When you move business-critical applications or infrastructure to the cloud, site reliability engineering (SRE) emerges as an extremely important enterprise function. But what is SRE, and what do the acronyms that come along with it – SLI, SLO, and SLA – stand for?
SRE is what you get when you apply software engineering skills and practices to operating, scaling, and maintaining the system from the edge to the infrastructure. The goal: reliability, or keeping systems running and available for your users. The other acronyms are all ways to quantify your commitments to system uptime and measure how successful your SRE team is at meeting them.
- SLI (service-level indicators) – The actual numbers measuring the health of a system.
- SLO (service-level objective) – Your organization’s internal goals for keeping systems available and performing up to standard.
- SLA (service-level agreement) – Your commitments (often legal) to your customers about system availability, response time in case of issues and the consequences if you don’t meet those commitments. (Your SLA will promise reliability that is at most equal to, but frequently less than, your internal SLO goal.)
Here’s an example. Your internal goal for system availability is ambitious: four nines, or 99.99%. That’s your SLO. However, you want to give yourself a little wiggle room with users – all the people who depend on your systems such as employees, customers or even partners – so you promise to deliver only 9.99% availability. That means you are committed to keeping systems up 99.9% of the time. That’s your SLA. Finally, when you track the actual uptime and response rates, you find you are achieving 99.96 availability. That’s your SLI, and that means you meet your SLA but not your SLO. The result: Users are happy, but there’s room for your SRE team to improve.

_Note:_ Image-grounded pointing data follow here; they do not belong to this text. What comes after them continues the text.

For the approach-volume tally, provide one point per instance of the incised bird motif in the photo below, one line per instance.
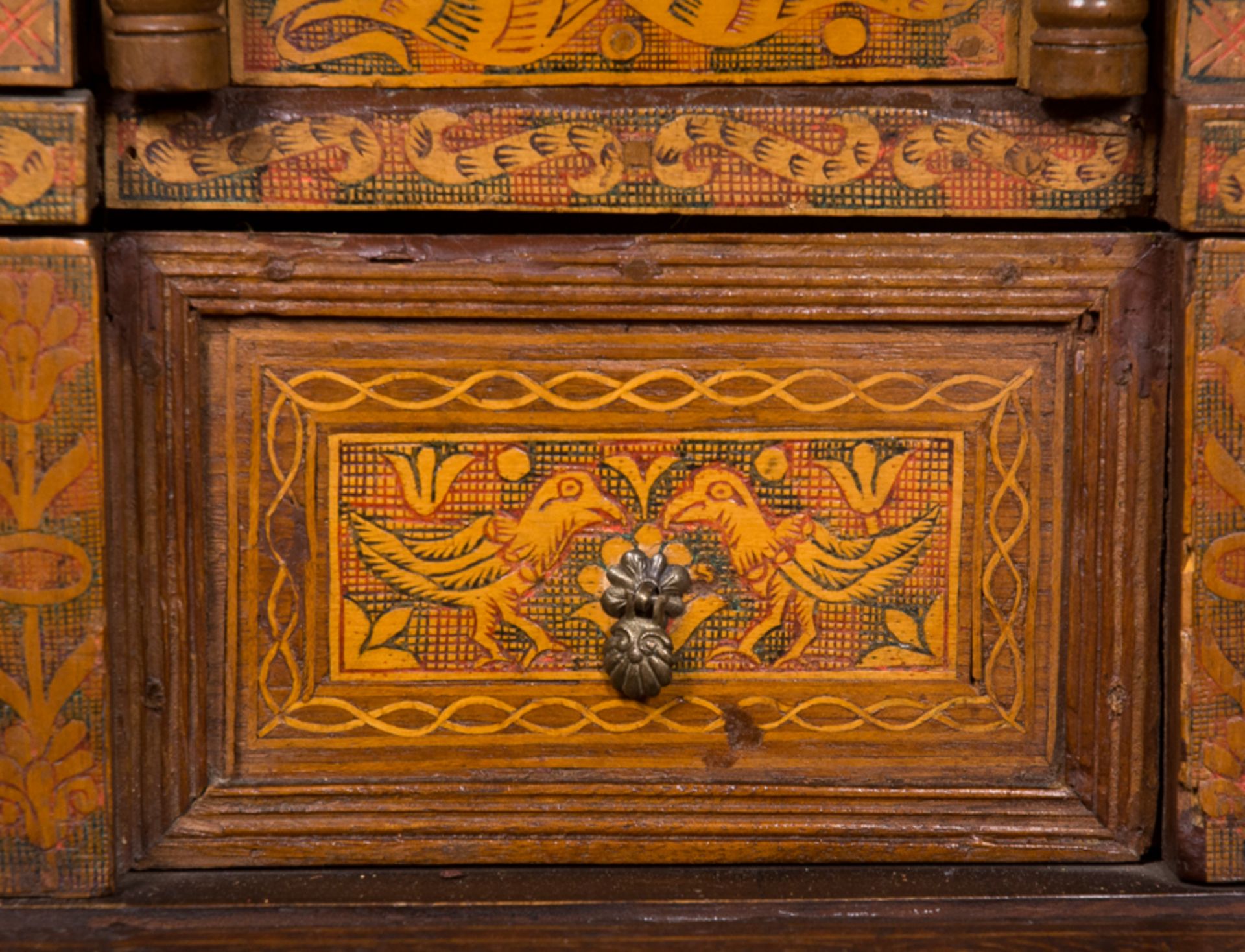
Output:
(492, 564)
(796, 562)
(518, 32)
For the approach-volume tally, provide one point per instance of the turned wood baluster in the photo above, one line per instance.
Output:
(167, 45)
(1087, 49)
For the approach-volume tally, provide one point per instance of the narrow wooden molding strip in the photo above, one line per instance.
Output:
(595, 43)
(55, 808)
(49, 145)
(825, 152)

Now we’ll take a closer look at SLIs, SLOs, and SLAs, and recommend some best practices for each.
A deeper dive into SLIs
SLIs are the quantifiable measures of service reliability such as throughput, latency and correctness that are directly measurable and observable and used to determine if SLOs and SLAs are met. In short, SLIs are how you measure the various items you’ve established as important in your SLOs and SLAs to determine whether you’ve met them.
SLI best practices include:
- Agreeing on the processes and methodologies used to generate SLIs. This eliminates any possible misunderstandings about the numbers and how they were measured.
- Keep it simple. You have the option of monitoring numerous items as SLIs. Avoid over-measuring to keep costs, effort, and confusion to a minimum.
- Find out what your users expect from your service. Use it to determine which indicators to collect to deliver what they want.
A deeper dive into SLAs
SLAs are the promises you make to users of a system that guarantee a specified and measurable level of availability and performance to them. Typically, penalties are triggered if you don’t meet SLAs. These agreements can be legally binding, and they can be with internal users — such as business departments or employees — or with external parties like customers or partners.
In short, you can think of SLAs as SLOs, but with consequences. For example, you might offer customers an SLA of four nines (99.99%) for a system, which allows up to 52 minutes 32 seconds of downtime per year, and reduce their payments by an agreed-upon proportion if you fail to meet that uptime.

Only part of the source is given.